この資料は、本会の研究レポート第1集「江戸期のみさき道」平成17年9月発行153〜154頁ですでに紹介済み。

其の2の「観音参り」は三和町郷土誌850頁、為石の「オカンノン様参り」は852頁にある。これら近郊の行事で「山道を通った」という記述は重要であるが、どのコースを通ったまでは詳細がない。推定できるのは、明治18年「西彼杵郡村誌」にあった「脇岬村路」である。
今回の調査は、野母崎町関係もわからないことが多く協力を依頼した。江上先生もそのひとりである。やはり地元は別の視点があり、たいへん参考となった。川原方面から脇岬に至る半島東回りのコースも多く利用されたようである。川原で明治のその道塚まで見つかった。

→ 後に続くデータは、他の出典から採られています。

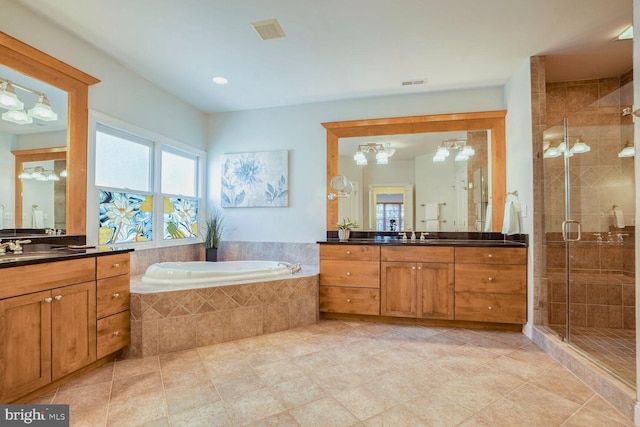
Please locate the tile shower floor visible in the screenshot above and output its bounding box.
[32,321,633,427]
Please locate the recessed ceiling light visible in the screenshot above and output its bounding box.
[617,25,633,40]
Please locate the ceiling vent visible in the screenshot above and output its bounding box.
[402,79,427,86]
[251,19,286,40]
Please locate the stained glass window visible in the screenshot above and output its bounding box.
[163,197,198,240]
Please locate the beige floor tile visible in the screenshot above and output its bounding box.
[170,402,233,427]
[404,393,473,427]
[364,405,429,427]
[270,376,327,409]
[165,381,220,415]
[225,388,285,425]
[211,370,265,401]
[114,356,160,378]
[289,397,358,427]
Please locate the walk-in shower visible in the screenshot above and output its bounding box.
[541,77,636,388]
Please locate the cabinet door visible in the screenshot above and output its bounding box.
[51,282,96,380]
[380,262,418,317]
[0,291,51,403]
[418,263,454,319]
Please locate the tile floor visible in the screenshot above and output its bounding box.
[33,320,633,427]
[550,325,636,388]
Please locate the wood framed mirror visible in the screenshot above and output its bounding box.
[0,32,100,235]
[322,110,507,230]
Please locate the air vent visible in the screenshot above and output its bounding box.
[251,19,286,40]
[402,79,427,86]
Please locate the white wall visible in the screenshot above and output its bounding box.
[0,0,205,149]
[505,59,535,336]
[208,87,505,242]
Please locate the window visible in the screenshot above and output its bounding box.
[95,125,153,191]
[94,118,204,246]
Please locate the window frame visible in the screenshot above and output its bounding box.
[86,111,207,249]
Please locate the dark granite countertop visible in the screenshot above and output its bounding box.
[317,231,529,248]
[0,236,133,268]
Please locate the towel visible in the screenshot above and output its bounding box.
[426,219,440,231]
[424,203,440,221]
[613,208,624,228]
[484,205,493,233]
[502,202,520,235]
[31,209,44,228]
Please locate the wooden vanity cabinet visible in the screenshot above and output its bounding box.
[320,244,380,315]
[455,247,527,324]
[380,246,454,319]
[0,258,96,402]
[96,253,131,359]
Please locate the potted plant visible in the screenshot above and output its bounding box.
[337,217,358,242]
[204,209,225,261]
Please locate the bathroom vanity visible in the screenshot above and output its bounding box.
[0,249,130,403]
[319,239,527,327]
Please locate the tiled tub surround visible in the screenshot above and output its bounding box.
[125,267,318,357]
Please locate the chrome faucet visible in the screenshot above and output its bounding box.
[0,240,31,255]
[278,262,302,274]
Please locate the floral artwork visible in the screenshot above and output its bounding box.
[98,190,153,245]
[222,150,289,208]
[163,197,198,240]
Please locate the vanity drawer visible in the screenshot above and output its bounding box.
[380,246,453,262]
[98,310,131,359]
[320,244,380,261]
[97,274,130,318]
[455,292,527,324]
[320,286,380,316]
[96,253,130,279]
[456,248,527,265]
[455,264,527,293]
[320,259,380,288]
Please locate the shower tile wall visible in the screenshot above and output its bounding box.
[538,71,635,329]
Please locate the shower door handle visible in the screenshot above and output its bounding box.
[562,219,582,242]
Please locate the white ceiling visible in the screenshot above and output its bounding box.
[18,0,632,112]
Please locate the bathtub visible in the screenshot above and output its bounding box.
[141,261,290,287]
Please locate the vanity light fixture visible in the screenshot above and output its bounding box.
[433,139,476,163]
[0,78,58,125]
[353,142,396,166]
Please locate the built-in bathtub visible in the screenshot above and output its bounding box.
[141,261,293,289]
[125,261,318,357]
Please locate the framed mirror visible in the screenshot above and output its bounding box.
[0,32,99,235]
[322,110,506,231]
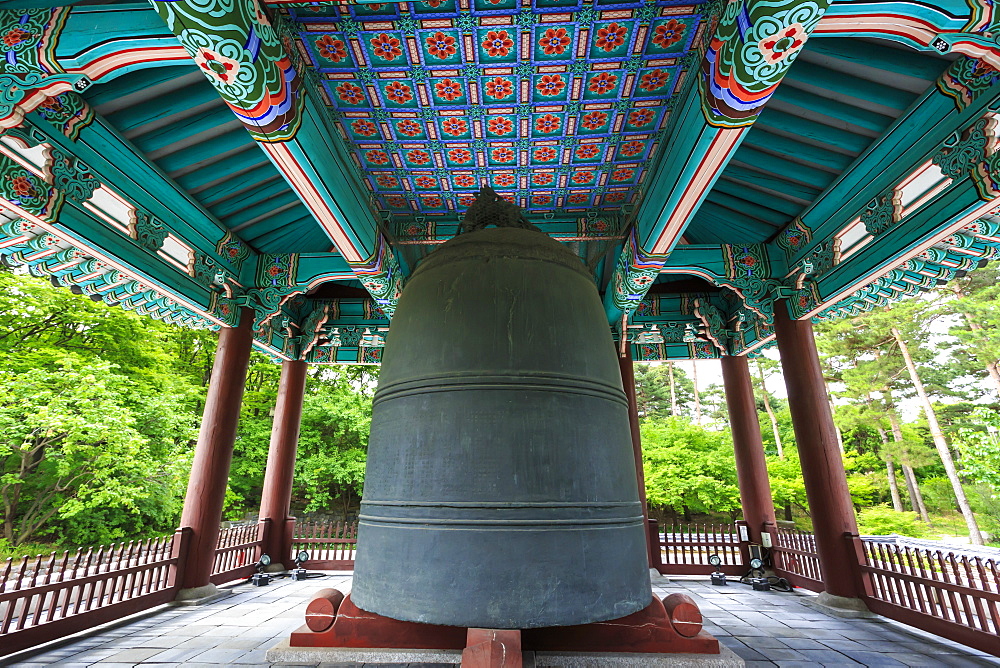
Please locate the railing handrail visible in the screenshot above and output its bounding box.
[858,534,1000,560]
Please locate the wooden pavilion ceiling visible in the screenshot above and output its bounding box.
[84,63,332,253]
[0,0,1000,362]
[684,37,954,244]
[278,0,705,227]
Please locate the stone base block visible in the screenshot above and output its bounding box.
[266,640,746,668]
[803,591,878,619]
[289,589,720,655]
[174,584,233,605]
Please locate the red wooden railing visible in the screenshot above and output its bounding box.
[210,520,270,585]
[649,521,746,575]
[847,535,1000,656]
[771,528,824,591]
[292,521,358,570]
[0,529,191,656]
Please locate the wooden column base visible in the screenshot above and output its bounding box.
[289,589,719,654]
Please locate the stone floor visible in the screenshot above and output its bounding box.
[0,573,1000,668]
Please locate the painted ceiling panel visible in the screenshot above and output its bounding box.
[86,64,332,253]
[684,37,949,244]
[278,0,704,222]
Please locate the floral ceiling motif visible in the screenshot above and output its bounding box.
[290,0,706,222]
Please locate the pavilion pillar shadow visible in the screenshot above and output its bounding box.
[722,356,775,564]
[618,344,659,568]
[260,360,309,571]
[774,301,867,611]
[176,308,253,601]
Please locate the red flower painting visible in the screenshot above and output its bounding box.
[483,77,514,100]
[594,23,628,53]
[535,74,566,95]
[441,118,469,137]
[406,149,431,165]
[434,79,462,102]
[639,70,670,91]
[587,72,618,95]
[396,118,424,137]
[621,141,646,158]
[351,120,378,137]
[628,109,654,128]
[316,35,347,63]
[490,148,515,162]
[483,30,514,58]
[653,19,687,49]
[538,28,573,56]
[424,31,458,60]
[580,111,608,130]
[532,146,556,162]
[535,114,562,133]
[369,32,403,62]
[385,81,413,104]
[486,116,514,135]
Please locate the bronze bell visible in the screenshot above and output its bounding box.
[352,228,651,629]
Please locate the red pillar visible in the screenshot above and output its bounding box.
[774,301,859,598]
[181,308,253,598]
[260,361,309,564]
[722,356,774,543]
[618,348,655,567]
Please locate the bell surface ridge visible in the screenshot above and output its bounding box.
[352,228,651,629]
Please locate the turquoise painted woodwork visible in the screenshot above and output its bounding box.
[0,0,1000,363]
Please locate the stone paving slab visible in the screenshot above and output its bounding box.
[0,573,1000,668]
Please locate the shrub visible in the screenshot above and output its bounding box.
[858,505,929,538]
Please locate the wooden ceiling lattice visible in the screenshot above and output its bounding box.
[290,0,704,222]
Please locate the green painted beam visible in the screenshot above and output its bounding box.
[26,115,244,266]
[760,109,872,155]
[726,165,821,202]
[208,175,291,220]
[174,144,274,197]
[772,84,893,134]
[105,86,222,134]
[156,127,256,174]
[195,166,285,208]
[790,61,917,111]
[743,129,854,173]
[132,105,239,155]
[695,190,788,227]
[709,178,802,217]
[809,38,948,81]
[731,144,835,191]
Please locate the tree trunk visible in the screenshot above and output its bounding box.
[952,283,1000,394]
[887,407,931,524]
[890,327,983,545]
[691,360,701,425]
[878,427,903,513]
[667,362,677,417]
[903,464,931,524]
[826,390,845,454]
[757,360,785,459]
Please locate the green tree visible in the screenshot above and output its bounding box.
[0,358,167,545]
[640,418,740,519]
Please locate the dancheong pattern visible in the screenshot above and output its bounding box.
[282,0,707,214]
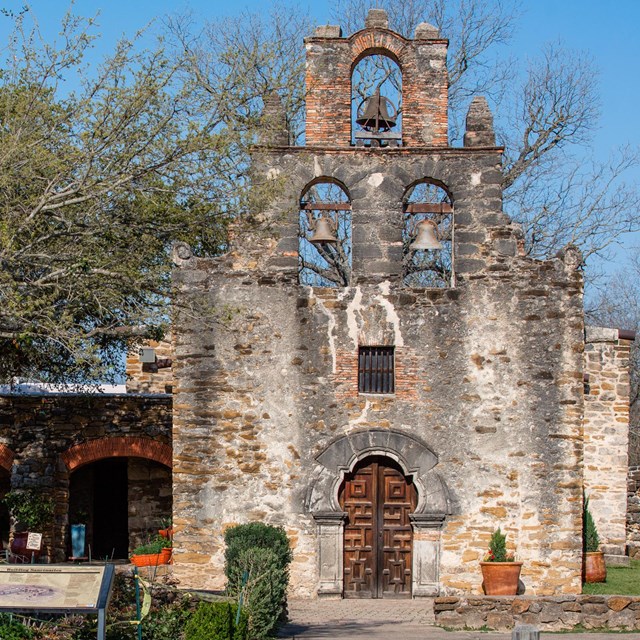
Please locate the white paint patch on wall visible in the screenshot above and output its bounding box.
[338,287,362,349]
[312,292,337,373]
[367,173,384,187]
[374,280,404,347]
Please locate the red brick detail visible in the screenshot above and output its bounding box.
[0,444,15,473]
[333,347,420,400]
[61,436,173,471]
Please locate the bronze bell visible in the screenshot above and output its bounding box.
[309,216,338,244]
[409,220,442,251]
[356,88,397,132]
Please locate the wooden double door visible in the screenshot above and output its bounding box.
[340,457,417,598]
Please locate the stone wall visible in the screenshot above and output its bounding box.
[305,10,448,148]
[584,327,631,553]
[434,595,640,632]
[627,467,640,557]
[174,149,583,595]
[126,337,173,393]
[0,394,172,561]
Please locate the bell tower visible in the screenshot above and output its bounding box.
[173,9,583,598]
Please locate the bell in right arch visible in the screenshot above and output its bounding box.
[409,220,442,251]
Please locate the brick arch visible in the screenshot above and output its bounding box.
[350,29,408,67]
[61,436,173,471]
[0,444,15,473]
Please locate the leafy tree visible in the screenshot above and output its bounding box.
[0,5,297,382]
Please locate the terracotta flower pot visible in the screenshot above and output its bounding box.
[480,562,522,596]
[582,551,607,582]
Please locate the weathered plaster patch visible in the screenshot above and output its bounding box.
[374,280,404,347]
[367,173,384,187]
[314,296,337,373]
[342,287,362,348]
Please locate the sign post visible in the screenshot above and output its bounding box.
[0,564,115,640]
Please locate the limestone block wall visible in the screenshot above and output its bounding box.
[174,144,584,597]
[126,336,173,393]
[584,327,631,547]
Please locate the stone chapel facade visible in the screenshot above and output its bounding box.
[173,10,625,597]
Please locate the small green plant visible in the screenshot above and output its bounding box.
[582,496,600,553]
[133,535,173,556]
[184,602,247,640]
[4,489,54,532]
[225,522,292,639]
[484,527,515,562]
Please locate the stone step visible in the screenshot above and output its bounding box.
[604,553,630,567]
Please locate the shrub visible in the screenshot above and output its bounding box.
[484,527,514,562]
[184,602,247,640]
[224,522,291,578]
[227,547,289,640]
[225,523,291,639]
[582,497,600,553]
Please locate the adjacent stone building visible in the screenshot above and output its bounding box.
[168,10,625,597]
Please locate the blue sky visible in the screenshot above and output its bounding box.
[0,0,640,272]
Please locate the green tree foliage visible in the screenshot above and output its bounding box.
[225,522,292,639]
[0,5,300,382]
[582,497,600,553]
[184,602,247,640]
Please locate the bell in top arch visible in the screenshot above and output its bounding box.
[309,216,338,244]
[409,220,442,251]
[356,88,398,133]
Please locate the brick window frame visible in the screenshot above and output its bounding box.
[358,346,395,395]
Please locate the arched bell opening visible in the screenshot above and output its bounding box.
[402,179,455,288]
[298,178,351,287]
[338,456,418,598]
[351,49,402,147]
[68,457,172,559]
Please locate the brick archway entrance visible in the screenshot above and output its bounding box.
[339,456,418,598]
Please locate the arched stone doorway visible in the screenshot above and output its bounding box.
[62,437,172,559]
[305,429,451,597]
[339,456,418,598]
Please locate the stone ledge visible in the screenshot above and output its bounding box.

しかし今回の調査は、関寛斎の歩いたルートを通し、文久元年のみさき道(御崎道)の本道がどこか、文献・街道図・道塚で考えなければならないので、ご了承をお願いしたい。
特に其の1において、みさき道の本道が「今のゴルフ場から殿隠山、遠見山、堂山を経て」観音寺に至るとする点は疑問が多く、これまで指摘している。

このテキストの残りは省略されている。